Molly101 · October 31, 2016, 7:40am

Hi, I need some help with text pocessing

I’m playing with a new Experimental.Flow and comparing the Flow file processing time&memory consumptuion to a simple Eager solution. I have a ~34mb TXT file made from concatenating 50 Project Gutenberg’s books. I’m using a pretty straightfoward code to read the file, split into words list than “clean” each word from non-unicode characters, downcase and finally buid a map with the wordcound. The problem is that it takes about 70s for my Eager code to process a 34mb file and Windows Process manager show two ERL processes consuming more than 1Gb of memory at the peak!
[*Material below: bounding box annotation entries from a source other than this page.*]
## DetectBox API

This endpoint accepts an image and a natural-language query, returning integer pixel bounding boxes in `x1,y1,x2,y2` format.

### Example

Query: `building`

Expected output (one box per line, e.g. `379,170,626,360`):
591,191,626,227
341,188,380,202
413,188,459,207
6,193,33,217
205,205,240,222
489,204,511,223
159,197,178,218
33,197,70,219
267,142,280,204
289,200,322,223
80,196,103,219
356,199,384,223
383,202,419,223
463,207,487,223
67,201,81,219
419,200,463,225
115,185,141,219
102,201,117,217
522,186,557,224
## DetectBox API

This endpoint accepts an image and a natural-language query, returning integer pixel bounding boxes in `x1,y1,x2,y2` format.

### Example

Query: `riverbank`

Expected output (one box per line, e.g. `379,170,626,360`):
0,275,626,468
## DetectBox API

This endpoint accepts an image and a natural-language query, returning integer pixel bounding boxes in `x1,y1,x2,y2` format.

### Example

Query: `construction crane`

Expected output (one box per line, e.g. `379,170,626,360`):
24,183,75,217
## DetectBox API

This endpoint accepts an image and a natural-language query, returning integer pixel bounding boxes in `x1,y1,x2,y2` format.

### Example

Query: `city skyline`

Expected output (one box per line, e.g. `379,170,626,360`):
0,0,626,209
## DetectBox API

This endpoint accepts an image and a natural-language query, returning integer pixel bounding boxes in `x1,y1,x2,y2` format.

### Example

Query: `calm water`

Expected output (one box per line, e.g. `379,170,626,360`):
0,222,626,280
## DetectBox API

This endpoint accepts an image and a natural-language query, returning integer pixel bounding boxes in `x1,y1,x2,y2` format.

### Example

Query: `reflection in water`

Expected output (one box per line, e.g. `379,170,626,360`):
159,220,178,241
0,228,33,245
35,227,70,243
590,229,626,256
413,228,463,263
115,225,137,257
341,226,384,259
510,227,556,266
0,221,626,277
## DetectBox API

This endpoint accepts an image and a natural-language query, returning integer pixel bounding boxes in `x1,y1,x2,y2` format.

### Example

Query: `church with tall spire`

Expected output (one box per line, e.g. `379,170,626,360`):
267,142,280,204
Can You check my code, maybe I’m doing something fundamentally wrong?

  def process_eager(path_to_file) do
    path_to_file
    |> File.read!()
    |> String.split()
    |> Enum.reduce(%{}, &words_to_map/2)
  end

  defp words_to_map(word, map) do
    word
    |> String.replace(~r/\W/u, "")
    |> filter_map(map)
  end

  defp filter_map("", map), do: map
  defp filter_map(word, map) do
    word = String.downcase(word)
    Map.update(map, word, 1, &(&1 + 1))
  end

I was ready to get a memory consumption about 5 times of the file size for the Eager processing but not the 30!

josevalim · October 31, 2016, 10:10am

Try removing Map.update(map, word, 1, &(&1 + 1)) and see how long it takes and how much memory it consumes. Remember maps are immutable, so every operation builds a new map. And even though those maps will share their key-values and part of the structure, there will be some shedding. Given you are performing millions of update, that is going to exert pressure on CPU and memory consumption until GC is performed.

My recommendation for those cases is to use ETS tables. There is a section on Flow docs about such optimizations. Another reason for high CPU usage is the use of regexes. Although I wouldn’t expect any of those to justify taking 70 seconds.

Molly101 · October 31, 2016, 12:37pm

Thanks @josevalim !

With Map.update... commented out this code takes around 13 sec to process a file and cosumes about 1.35Gb in one ERL process at a peak for a short time…

Molly101 · October 31, 2016, 12:51pm

I will provide a github link for my code & files later today, when I get home - if someone interested I will also look into how to replace Enum.map with ETS for an Eager and Stream solutions…

Molly101 · October 31, 2016, 9:01pm

Here is the link to my project repo elixir_flow

You can fint test TXTs of different sizes in a files dir (in 7zip archives). Eager, Stream and Flow files processing code is in lib\flow.ex and You start processin with mix run try_me.exs

Molly101 · November 4, 2016, 11:09am

I’ve used this repository as a supplementary project for my Kyiv Elixir Meetup 3.1 talk about Flow. Now repository is updated with slides from my presentation!

Molly101 · November 28, 2016, 1:49pm

Added an option to use ETS as the accumulator on reducer step for different implementations. So no You can compare Map and ETS speed and memory consumption on a different sized datasets!